I started Fiddler, to see what happened here. I don't use a WiFi extender, but at home I use a different ISP than in the Office in Basel.
Sniffing the HTTP Traffic shows me what happened. I had exactly the same problem as the second person on StackOverflow. In my case it was the msoid.[companyname].emea.microsoftonline.com
which couldn't be resolved by my ISP:
My ISP provides a feature called "navigation help", which is a custom error page, which includes a web search for the not resolved host header. That means if the ISP can't resolve a domain name (host header) he provides a page which some help to solve the problem. Which is a good feature in general. But the real issue is they send the page with HTTP Status 200 which means it is all fine with the result and the SharePoint client library tries to parse the returning HTML result, but expects a XML result. Exactly this throws that XML Parsing Exception.
The guy on stack overflow could solve this, by switching this feature off. I fortunately found a hint on that page of my ISP too, to switch this "navigation help" feature off. And this solves the problem.
Switching it off and restarting the router solves an issue that costs me more than 5 hours.

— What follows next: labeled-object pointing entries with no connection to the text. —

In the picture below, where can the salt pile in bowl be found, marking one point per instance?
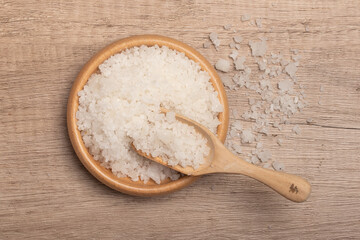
(121, 105)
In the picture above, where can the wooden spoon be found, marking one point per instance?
(221, 160)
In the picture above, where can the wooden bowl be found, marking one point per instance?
(124, 184)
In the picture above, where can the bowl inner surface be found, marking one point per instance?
(125, 184)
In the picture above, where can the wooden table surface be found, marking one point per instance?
(46, 193)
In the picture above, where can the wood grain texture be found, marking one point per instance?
(46, 193)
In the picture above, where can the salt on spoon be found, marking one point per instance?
(221, 160)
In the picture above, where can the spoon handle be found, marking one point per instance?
(290, 186)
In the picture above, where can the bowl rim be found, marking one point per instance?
(124, 184)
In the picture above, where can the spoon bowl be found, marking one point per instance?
(221, 160)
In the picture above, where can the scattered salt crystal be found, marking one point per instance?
(237, 39)
(295, 51)
(296, 58)
(262, 64)
(267, 165)
(247, 136)
(235, 113)
(227, 27)
(296, 129)
(278, 166)
(258, 48)
(206, 44)
(223, 65)
(251, 101)
(245, 17)
(239, 63)
(214, 39)
(285, 85)
(291, 69)
(258, 22)
(284, 62)
(254, 159)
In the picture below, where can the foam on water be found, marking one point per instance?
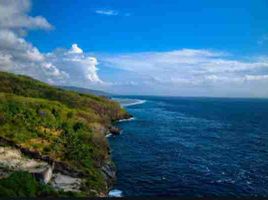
(125, 120)
(124, 102)
(115, 193)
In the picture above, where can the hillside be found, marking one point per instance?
(87, 91)
(60, 127)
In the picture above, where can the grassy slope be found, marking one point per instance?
(64, 125)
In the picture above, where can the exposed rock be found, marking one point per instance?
(12, 160)
(114, 130)
(109, 172)
(66, 183)
(59, 166)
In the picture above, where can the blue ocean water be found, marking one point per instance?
(193, 147)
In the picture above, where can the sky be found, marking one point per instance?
(140, 47)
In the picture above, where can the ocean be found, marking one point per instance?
(194, 147)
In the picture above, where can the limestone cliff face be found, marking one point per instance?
(61, 128)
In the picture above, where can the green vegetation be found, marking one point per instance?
(23, 184)
(64, 125)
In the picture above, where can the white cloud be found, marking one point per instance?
(263, 40)
(82, 69)
(106, 12)
(256, 77)
(65, 66)
(75, 49)
(197, 70)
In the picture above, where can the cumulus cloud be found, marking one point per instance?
(196, 70)
(64, 66)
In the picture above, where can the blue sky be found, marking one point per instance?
(154, 25)
(151, 47)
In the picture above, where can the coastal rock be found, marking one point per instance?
(109, 172)
(114, 130)
(66, 183)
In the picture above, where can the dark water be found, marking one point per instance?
(193, 147)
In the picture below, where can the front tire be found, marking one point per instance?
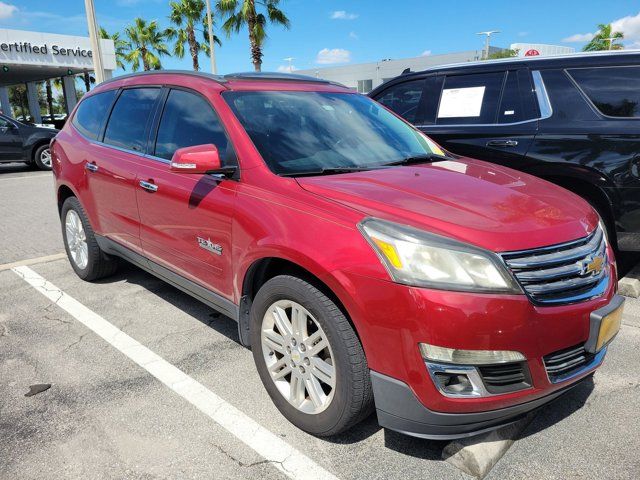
(42, 157)
(309, 357)
(86, 258)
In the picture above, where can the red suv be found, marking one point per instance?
(364, 266)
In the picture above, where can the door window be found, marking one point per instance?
(128, 121)
(403, 99)
(470, 99)
(615, 91)
(189, 120)
(92, 112)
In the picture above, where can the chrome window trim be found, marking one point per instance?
(546, 110)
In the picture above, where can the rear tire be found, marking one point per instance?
(86, 258)
(42, 157)
(323, 390)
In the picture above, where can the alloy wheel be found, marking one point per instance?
(298, 356)
(76, 240)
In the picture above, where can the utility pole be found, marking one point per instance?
(98, 69)
(211, 42)
(488, 37)
(289, 59)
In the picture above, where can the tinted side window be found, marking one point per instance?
(470, 99)
(615, 91)
(188, 120)
(91, 112)
(128, 120)
(403, 99)
(511, 105)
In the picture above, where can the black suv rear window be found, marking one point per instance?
(128, 121)
(91, 112)
(615, 91)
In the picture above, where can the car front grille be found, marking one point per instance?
(503, 378)
(564, 362)
(566, 273)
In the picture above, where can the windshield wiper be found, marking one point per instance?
(413, 159)
(330, 171)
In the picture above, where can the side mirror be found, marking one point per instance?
(196, 159)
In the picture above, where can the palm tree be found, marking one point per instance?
(243, 12)
(604, 39)
(185, 15)
(146, 43)
(121, 46)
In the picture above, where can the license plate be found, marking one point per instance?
(605, 324)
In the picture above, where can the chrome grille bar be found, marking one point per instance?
(562, 273)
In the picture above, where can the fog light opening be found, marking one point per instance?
(454, 383)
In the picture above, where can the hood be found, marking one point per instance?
(480, 203)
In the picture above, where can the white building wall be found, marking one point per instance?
(9, 56)
(378, 72)
(543, 48)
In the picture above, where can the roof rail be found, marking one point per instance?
(216, 78)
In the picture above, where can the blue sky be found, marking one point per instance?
(327, 32)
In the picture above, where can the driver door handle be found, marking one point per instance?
(502, 143)
(148, 186)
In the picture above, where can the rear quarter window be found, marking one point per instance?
(614, 91)
(92, 112)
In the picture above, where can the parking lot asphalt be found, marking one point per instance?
(106, 416)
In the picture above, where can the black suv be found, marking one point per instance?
(25, 143)
(573, 120)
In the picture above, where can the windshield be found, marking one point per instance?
(306, 132)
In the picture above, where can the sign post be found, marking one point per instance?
(98, 69)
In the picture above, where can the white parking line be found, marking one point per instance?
(22, 177)
(33, 261)
(283, 456)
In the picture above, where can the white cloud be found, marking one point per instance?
(7, 10)
(343, 15)
(328, 56)
(579, 37)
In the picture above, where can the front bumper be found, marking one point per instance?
(398, 409)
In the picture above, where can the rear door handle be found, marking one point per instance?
(148, 186)
(502, 143)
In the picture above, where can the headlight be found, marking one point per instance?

My application is a web application based on ASP.NET, it will be hosted on Azure. This issue will not happen in production. But if you are developing a client application, which needs to connect to SharePoint Online this could definitely happen, if your users changing the work space (working at home, at a restaurant or somewhere else) to a space with a different ISP, which also provides something like this.
Getting exactly this exception while querying information from SharePoint Online means the returning result is not the expected XML what can only be happen if XML Parser don't get valid XML. The not resolvable host header is not the real problem, because the client library seems to use a fallback in this case. The problem is, that the ISP possibly returns a wrong HTTP Status, if the host header can't be resolved.